Au vu de ce qui précède, il y a lieu d’annuler la décision attaquée et de renvoyer la cause à la justice de paix pour qu’elle procède à l’audition des enfants puis à une nouvelle appréciation de la situation au regard de leurs dépositions. Il est précisé à ce titre que dans la mesure où l’instruction est défaillante sur des points essentiels, soit les droits des enfants à se prononcer sur les aspects qui les concernent et sont relatifs à la décision à intervenir, et où il convient de garantir le respect de la double instance, le vice découlant de la violation du droit d’être entendu des enfants ne saurait être réparé par la Chambre de céans.

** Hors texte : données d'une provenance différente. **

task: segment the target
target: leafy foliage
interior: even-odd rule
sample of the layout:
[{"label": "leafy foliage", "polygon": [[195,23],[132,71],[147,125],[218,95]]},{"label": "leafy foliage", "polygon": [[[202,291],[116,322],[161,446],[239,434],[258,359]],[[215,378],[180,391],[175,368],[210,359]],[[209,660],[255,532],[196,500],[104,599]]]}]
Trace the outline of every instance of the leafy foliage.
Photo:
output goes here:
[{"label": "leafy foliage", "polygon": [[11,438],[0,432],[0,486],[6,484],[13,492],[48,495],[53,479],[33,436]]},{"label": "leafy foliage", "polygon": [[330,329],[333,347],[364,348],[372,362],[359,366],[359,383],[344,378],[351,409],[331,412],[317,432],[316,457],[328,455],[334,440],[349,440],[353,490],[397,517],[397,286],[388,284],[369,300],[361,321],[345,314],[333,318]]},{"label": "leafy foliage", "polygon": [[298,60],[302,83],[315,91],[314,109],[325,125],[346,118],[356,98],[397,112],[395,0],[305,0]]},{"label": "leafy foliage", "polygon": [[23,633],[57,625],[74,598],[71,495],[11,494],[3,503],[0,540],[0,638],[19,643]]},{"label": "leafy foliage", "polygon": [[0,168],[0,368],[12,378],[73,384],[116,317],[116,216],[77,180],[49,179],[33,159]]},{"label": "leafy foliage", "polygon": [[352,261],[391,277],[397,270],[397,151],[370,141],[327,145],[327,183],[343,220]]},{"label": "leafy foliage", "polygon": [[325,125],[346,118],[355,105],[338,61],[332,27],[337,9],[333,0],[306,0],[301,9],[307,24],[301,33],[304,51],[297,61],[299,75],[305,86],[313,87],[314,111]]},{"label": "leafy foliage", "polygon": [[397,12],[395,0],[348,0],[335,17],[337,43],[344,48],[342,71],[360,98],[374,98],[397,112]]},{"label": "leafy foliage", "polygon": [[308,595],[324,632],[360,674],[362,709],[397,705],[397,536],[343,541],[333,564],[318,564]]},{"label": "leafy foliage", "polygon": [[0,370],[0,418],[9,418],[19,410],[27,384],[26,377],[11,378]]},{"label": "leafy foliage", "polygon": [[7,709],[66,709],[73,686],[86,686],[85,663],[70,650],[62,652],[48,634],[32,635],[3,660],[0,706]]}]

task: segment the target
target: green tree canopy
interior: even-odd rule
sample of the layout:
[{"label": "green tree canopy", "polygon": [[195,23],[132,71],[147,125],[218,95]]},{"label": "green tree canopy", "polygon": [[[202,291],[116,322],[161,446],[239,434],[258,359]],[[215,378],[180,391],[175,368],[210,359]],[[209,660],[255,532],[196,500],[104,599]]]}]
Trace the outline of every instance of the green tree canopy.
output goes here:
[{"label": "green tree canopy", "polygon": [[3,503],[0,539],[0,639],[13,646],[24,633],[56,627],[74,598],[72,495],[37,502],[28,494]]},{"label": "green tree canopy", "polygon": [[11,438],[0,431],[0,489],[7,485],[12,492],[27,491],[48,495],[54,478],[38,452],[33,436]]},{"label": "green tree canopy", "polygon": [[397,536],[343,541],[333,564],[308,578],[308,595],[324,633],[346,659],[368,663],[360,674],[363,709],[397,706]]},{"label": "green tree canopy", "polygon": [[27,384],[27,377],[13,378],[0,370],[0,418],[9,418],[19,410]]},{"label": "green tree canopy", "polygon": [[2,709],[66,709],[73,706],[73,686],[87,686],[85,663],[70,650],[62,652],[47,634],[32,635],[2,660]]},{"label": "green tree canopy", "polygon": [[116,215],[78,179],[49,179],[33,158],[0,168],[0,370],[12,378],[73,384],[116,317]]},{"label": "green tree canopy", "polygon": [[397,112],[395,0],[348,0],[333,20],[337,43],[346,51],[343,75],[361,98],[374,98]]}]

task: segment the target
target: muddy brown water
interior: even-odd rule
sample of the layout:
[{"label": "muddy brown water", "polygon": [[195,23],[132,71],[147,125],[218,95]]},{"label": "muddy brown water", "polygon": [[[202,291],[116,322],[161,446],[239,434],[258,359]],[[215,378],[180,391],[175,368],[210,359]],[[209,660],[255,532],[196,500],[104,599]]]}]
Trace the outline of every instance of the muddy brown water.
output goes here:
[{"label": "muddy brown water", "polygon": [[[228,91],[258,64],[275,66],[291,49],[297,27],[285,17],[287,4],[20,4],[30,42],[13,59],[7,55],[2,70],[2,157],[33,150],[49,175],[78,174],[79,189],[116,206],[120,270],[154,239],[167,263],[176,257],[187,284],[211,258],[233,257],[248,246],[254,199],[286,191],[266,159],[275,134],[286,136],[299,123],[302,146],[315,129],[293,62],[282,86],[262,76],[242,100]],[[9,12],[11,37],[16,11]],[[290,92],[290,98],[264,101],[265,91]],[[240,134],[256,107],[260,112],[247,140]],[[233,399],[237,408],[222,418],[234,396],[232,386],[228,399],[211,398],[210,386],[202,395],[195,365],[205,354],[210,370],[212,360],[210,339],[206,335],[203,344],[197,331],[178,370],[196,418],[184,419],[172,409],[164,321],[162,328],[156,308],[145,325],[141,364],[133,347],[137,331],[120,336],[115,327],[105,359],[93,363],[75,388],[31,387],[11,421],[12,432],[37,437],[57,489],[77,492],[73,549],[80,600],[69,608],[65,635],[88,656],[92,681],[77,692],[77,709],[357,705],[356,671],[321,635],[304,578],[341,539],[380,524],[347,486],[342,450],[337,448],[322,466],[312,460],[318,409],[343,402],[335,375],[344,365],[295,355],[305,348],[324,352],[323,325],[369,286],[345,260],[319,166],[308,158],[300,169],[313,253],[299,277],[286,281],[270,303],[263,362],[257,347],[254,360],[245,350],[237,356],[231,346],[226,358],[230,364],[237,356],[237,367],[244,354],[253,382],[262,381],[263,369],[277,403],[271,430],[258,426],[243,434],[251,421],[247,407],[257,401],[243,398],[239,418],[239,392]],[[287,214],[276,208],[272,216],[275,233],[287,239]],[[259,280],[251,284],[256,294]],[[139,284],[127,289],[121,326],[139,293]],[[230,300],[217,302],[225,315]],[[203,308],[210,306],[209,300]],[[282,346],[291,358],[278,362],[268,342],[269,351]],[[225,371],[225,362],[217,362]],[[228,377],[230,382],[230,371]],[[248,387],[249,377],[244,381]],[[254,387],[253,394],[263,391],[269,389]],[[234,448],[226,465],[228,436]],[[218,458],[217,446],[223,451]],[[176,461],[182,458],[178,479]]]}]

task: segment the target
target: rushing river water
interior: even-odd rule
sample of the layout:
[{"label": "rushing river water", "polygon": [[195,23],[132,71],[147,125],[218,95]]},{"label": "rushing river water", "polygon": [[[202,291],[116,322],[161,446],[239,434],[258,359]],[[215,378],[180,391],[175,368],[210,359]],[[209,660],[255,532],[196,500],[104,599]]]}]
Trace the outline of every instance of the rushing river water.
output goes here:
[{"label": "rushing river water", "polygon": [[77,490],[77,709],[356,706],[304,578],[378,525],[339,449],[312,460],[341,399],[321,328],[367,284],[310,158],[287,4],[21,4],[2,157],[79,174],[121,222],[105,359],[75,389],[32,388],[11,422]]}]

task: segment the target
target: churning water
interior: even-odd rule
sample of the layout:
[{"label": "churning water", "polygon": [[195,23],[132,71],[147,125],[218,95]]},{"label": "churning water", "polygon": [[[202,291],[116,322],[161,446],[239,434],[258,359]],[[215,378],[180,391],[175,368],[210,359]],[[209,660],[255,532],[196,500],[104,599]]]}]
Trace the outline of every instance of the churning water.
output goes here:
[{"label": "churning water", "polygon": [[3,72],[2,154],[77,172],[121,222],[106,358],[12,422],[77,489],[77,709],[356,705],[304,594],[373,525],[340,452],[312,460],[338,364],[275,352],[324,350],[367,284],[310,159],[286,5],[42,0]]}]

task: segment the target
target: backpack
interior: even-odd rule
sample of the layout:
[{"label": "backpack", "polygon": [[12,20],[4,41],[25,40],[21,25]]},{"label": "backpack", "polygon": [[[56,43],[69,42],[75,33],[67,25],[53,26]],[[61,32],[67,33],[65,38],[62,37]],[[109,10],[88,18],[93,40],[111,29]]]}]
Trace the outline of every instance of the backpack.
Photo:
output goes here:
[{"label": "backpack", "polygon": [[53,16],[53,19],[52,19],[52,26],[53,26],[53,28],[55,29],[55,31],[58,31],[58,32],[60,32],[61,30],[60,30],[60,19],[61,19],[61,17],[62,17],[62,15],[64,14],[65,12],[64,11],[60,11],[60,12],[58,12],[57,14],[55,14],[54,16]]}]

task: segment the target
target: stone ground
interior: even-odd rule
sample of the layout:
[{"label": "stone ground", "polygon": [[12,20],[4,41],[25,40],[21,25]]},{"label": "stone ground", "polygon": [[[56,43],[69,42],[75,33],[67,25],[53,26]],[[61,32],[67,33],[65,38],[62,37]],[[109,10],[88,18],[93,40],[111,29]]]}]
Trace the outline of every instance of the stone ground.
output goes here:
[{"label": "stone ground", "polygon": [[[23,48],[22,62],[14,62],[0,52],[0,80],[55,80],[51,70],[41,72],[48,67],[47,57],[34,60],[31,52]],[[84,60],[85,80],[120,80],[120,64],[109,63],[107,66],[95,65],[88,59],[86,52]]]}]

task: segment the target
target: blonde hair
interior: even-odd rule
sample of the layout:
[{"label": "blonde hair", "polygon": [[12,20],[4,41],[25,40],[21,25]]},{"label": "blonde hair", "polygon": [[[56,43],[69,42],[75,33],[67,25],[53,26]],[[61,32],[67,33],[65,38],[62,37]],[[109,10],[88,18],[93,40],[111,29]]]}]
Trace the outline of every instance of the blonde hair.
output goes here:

En conclusion, le recours doit être admis, la décision attaquée annulée et la cause renvoyée à la justice de paix pour complément d’instruction et nouvelle décision dans le sens des considérants.
Les frais judiciaires de deuxième instance seront laissés à la charge de l’Etat (art. 74a al. 4 TFJC [Tarif du 28 septembre 2010 des frais judiciaires civils ; BLV 270.11.5]). L’avance de frais de 600 fr. effectuée par le recourant devra lui être restituée.
Par ces motifs, la Chambre des curatelles du Tribunal cantonal, statuant à huis clos, prononce :
I. Le recours est admis.
II. La décision est annulée.
III. Le dossier de la cause est renvoyé à la Justice de paix du district du Gros-de-Vaud pour complément d’instruction et nouvelle décision dans le sens des considérants.
IV. Les frais judiciaires de deuxième instance sont laissés à la charge de l’Etat, l’avance de frais versée par le recourant B.Z.________, par 600 fr. (six cents francs), lui étant restituée.
V. L'arrêt est exécutoire.
La présidente : La greffière :
Du
L'arrêt qui précède, dont la rédaction a été approuvée à huis clos, est notifié à :
‑ M. B.Z., ‑ Mme D., ‑ DGEJ, à l’attention de Mme B., ‑ Me J., curatrice, ‑ M. S.________,
et communiqué à :
‑ Mme la Juge de paix du district du Jura-Nord vaudois,
par l'envoi de photocopies.
Le présent arrêt peut faire l'objet d'un recours en matière civile devant le Tribunal fédéral au sens des art. 72 ss LTF (loi du 17 juin 2005 sur le Tribunal fédéral – RS 173.110), cas échéant d'un recours constitutionnel subsidiaire au sens des art. 113 ss LTF. Ces recours doivent être déposés devant le Tribunal fédéral dans les trente jours qui suivent la présente notification (art. 100 al. 1 LTF).